More on Taxing Internet Sales

Yesterday, I linked to a post by Nathan Moore on the state of New York's attempt to collect sales taxes from Because the internet bookseller does not have a physical presence in the state, the collection attempts likely violate the interstate commerce provisions of the U.S. Constitution.

However, The Dallas Morning News reports that the raising of that issue has been noted in Texas, which has opened an investigation of whether the company should be collecting and paying sales taxes on shipments to Lone Star State residents due to the fact that it does have a physical presence here. Amazon opened a distribution center in Irving in 2006, but appears not to have been paying sales taxes.

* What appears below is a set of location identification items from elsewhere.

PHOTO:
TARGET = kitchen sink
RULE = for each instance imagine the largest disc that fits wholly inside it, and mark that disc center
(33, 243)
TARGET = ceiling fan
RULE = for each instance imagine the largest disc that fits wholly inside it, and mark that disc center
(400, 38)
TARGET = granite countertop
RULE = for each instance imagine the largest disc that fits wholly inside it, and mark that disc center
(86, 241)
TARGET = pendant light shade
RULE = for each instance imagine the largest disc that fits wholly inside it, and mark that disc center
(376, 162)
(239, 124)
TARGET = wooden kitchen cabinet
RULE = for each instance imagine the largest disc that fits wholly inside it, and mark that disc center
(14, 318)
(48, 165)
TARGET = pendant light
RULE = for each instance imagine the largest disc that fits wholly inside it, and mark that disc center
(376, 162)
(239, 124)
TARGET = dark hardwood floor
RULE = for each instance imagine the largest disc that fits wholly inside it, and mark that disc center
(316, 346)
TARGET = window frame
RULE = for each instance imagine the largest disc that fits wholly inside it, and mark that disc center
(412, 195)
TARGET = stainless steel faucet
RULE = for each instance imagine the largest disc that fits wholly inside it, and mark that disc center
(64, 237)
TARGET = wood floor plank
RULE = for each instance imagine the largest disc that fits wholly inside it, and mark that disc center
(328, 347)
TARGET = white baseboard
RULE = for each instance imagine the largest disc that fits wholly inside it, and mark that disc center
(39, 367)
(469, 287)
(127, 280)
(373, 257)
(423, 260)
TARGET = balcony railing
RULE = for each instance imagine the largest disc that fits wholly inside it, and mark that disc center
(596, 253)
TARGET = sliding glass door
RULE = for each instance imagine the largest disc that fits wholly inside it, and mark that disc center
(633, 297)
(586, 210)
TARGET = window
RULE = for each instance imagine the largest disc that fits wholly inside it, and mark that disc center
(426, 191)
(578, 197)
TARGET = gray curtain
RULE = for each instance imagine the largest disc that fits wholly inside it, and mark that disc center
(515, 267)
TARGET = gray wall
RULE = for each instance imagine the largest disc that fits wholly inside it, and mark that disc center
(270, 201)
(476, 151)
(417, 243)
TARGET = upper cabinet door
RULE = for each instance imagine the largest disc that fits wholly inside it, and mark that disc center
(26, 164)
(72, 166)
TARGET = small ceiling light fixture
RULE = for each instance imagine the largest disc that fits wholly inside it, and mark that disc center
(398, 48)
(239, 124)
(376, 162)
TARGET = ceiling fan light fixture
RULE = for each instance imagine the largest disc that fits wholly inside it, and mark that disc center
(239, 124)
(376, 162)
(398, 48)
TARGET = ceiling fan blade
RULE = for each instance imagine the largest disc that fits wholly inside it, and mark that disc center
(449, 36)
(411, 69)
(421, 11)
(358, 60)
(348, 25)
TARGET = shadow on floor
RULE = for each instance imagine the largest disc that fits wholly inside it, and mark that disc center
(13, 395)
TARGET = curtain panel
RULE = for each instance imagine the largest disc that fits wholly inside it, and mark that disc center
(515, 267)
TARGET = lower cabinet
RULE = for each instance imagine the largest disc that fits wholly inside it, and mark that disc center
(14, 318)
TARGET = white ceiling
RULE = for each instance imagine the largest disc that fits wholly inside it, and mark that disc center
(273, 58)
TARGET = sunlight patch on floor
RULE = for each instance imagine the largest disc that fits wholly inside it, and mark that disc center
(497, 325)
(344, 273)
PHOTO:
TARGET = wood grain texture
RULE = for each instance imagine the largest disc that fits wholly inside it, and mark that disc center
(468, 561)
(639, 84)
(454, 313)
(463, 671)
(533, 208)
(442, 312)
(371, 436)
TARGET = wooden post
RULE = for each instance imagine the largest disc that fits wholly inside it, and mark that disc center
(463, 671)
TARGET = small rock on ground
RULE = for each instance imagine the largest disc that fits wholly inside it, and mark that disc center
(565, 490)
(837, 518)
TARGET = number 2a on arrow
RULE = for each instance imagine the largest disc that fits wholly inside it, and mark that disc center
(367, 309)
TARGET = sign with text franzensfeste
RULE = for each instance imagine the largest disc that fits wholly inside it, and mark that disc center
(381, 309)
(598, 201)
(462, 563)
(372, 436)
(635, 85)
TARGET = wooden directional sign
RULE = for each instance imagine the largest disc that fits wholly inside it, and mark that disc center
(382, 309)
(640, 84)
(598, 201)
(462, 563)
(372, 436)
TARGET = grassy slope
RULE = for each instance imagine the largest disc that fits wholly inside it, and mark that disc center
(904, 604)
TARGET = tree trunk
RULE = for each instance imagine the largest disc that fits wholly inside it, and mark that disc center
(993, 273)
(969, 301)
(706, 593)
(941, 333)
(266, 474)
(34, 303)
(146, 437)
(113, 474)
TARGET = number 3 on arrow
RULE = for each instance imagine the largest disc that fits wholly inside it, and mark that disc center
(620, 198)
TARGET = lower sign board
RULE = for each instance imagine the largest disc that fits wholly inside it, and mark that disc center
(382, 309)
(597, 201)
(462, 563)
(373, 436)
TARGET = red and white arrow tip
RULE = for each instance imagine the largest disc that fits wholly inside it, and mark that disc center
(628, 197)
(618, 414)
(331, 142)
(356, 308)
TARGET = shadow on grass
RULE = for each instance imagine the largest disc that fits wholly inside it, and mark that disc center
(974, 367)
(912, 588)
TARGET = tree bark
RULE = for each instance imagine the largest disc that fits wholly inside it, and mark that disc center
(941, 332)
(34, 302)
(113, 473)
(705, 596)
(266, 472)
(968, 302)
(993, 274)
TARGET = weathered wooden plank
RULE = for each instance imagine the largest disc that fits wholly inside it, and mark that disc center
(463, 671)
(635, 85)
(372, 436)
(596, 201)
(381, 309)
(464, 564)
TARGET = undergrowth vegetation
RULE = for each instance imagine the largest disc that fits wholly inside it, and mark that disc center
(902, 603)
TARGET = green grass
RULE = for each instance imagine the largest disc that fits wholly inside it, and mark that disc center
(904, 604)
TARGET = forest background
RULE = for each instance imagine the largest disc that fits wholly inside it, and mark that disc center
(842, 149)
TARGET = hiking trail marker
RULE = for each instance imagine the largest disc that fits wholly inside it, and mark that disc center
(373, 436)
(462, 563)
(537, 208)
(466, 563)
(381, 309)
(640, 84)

But this actually raises an interesting question. If Texas chooses to begin collecting these taxes, would it make financial sense for a business like Amazon to shut down its Texas location -- where a large population results in a large number of book sales and revenue, and move across the border to, say Oklahoma or Arkansas, so that it is having to charge the tax on a smaller number of orders. Obviously, having to collect the tax in Texas makes it less competitive versus another online bookseller without a physical presence here. It would seem to me that this would offer a great opportunity for states with smaller populations to attempt to recruit internet based businesses to their locales. Of course, the states would need the transportation infrastructure to make it economically feasible.